And as we look out into the universe, we see this happening all over. It's as though the universe is a giant garden where flowers hospitable to life, habitats hospitable to life, are blooming all over. It remains for us to see if we can verify that these potentially powerful and favorable habitats are actually giving rise to life as we see it here.
So do you think there's life elsewhere, even intelligent life?
When an astronomer is asked, "Is there life elsewhere?" and "Is there intelligent life?," the first thought is to resort to the rule of large numbers. If you see 100 billion galaxies—and that's how many galaxies we can see with the Keck Telescopes—each with 100 billion stars in it, play the odds. Life could be rare, but by the time you multiply this huge number by however small a fraction of those might contain life, it looks like an attractive proposition that there is life out there, not only in our own Milky Way, but in all these other galaxies that we can see with the Keck Telescopes.
With so many galaxies to cover, does your work with the DEEP Survey ever seem like drudgery, or are you still as inspired as ever?

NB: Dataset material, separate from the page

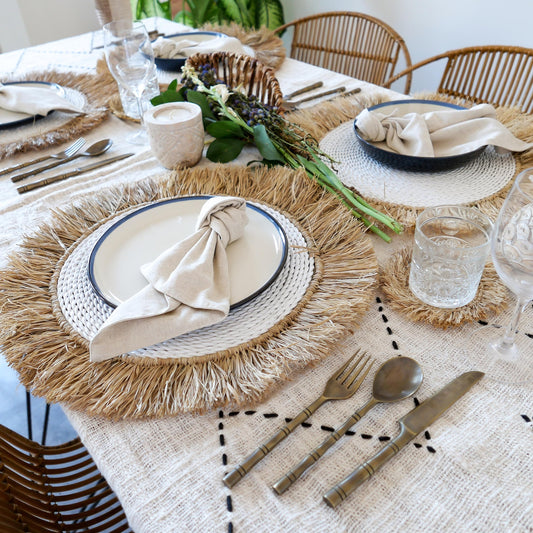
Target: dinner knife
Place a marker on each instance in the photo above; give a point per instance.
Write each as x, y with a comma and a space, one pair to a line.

Well, when you first start to study a science, you can learn great things from one object. But then your next step, you probably need 10 objects. We are to the point in cosmology where we need thousands of objects. At each point in that process, you always feel the pull of the unknown. The next questions are just as interesting as the previous ones. Just because you need a massive effort, a production line, to get to the next step does not make those of us who are doing that feel any less inspired. We are the first generations of humans who are studying the universe billions of years ago as it formed. I think that's the most romantic scientific question you could envision.